Plans for the widening of the Turner McCall Boulevard bridge over the Etowah River and a Norfolk Southern rail spur are on the drawing board, but the state has no idea at this point when funding might be available.
Georgia Department of Transportation District Six Pre-construction engineer David Acree told Rome Floyd Chamber of Commerce Transportation committee members Wednesday the state is considering four, six and eightlane alternatives.
Acree said for the most part, the project is on hold because of funding, but the state does have a consultant on board reviewing traffic and financial data to determine the best alternative to be ready when money becomes available.
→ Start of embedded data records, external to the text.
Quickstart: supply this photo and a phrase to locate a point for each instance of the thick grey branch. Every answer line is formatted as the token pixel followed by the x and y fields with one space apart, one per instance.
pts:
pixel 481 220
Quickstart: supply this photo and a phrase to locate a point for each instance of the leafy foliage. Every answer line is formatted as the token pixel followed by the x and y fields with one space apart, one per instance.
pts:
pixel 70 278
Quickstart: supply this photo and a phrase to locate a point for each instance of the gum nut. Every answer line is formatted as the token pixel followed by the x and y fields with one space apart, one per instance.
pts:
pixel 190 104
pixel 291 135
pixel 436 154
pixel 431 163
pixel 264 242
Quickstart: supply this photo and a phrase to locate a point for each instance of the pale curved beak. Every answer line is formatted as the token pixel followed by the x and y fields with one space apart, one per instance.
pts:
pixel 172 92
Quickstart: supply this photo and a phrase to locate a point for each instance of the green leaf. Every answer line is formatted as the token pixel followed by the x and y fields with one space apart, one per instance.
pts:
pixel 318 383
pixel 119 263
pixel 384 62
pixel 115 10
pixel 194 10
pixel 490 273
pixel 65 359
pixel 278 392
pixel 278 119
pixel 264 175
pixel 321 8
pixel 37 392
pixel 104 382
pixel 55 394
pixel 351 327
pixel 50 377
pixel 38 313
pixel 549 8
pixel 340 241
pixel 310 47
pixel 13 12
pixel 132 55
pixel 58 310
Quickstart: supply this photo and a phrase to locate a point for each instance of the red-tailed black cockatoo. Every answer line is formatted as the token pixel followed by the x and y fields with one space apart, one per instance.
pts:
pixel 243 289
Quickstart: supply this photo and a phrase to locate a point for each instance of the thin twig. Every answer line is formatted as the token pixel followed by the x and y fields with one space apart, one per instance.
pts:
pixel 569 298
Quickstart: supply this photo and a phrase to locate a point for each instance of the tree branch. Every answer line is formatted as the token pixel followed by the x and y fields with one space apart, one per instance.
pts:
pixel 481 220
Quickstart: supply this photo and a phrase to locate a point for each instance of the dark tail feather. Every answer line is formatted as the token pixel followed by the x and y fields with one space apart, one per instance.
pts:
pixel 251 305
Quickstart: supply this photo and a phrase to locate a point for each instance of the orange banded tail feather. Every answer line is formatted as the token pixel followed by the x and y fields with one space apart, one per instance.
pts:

Cost estimates for the three alternatives range from $13.2 million for an improved four-lane bridge to $16.7 million for a six-lane bridge and $21.6 million for an eight-lane bridge.
“This is all conceptual,” Acree stressed to the Chamber panel.
“How much would it cost if y’all started next week?” asked businessman Tom Bennett.
“That’s what’s being worked out right now,” Acree responded.
Acree said consultants are projecting the bridge to accommodate 48,800 vehicles per day by 2040. Businessman Nathan Roberts said that kind of volume doesn’t begin to approach what would warrant an eight-lane bridge.
“Turner McCall will never be more than six lanes so I don’t know why you’d need an eight-lane bridge,” Bennett said.
Funding aside, Acree said big challenges for the project remain right-of-way acquisition and impact on businesses leading up to either side of the bridge and the lack of a really good detour alternative.
Acree also updated the committee on several other major transportation projects including the Rome to Cartersville Economic Development Corridor. He said a final
route was chosen last year, right-of-way purchasing is scheduled to begin late in 2020 and construction funding is tentatively slated for late 2022.
A new federal Interchange
Justification Report for the link to I-75 at Old Grassdale Road is to be submitted to federal highway officials in May.
The next section of the Rome Bypass, from Ga. 101 around to U.S. 411 East is scheduled for construction funding in 2022 while the southern section from U.S. 27 near Georgia Highlands College around to Ga. 101 is currently slated for funding in 2024.
GDOT also announced the award of a $2,469,991 contract to resurface just over 10 miles of Ga. 100 in Floyd and Polk counties. E.R. Snell Inc. was the low bidder for work from just north of U.S. 278 near Cedartown to U.S. 411 in Cave Spring. The project is scheduled to be done by the end of January 2019.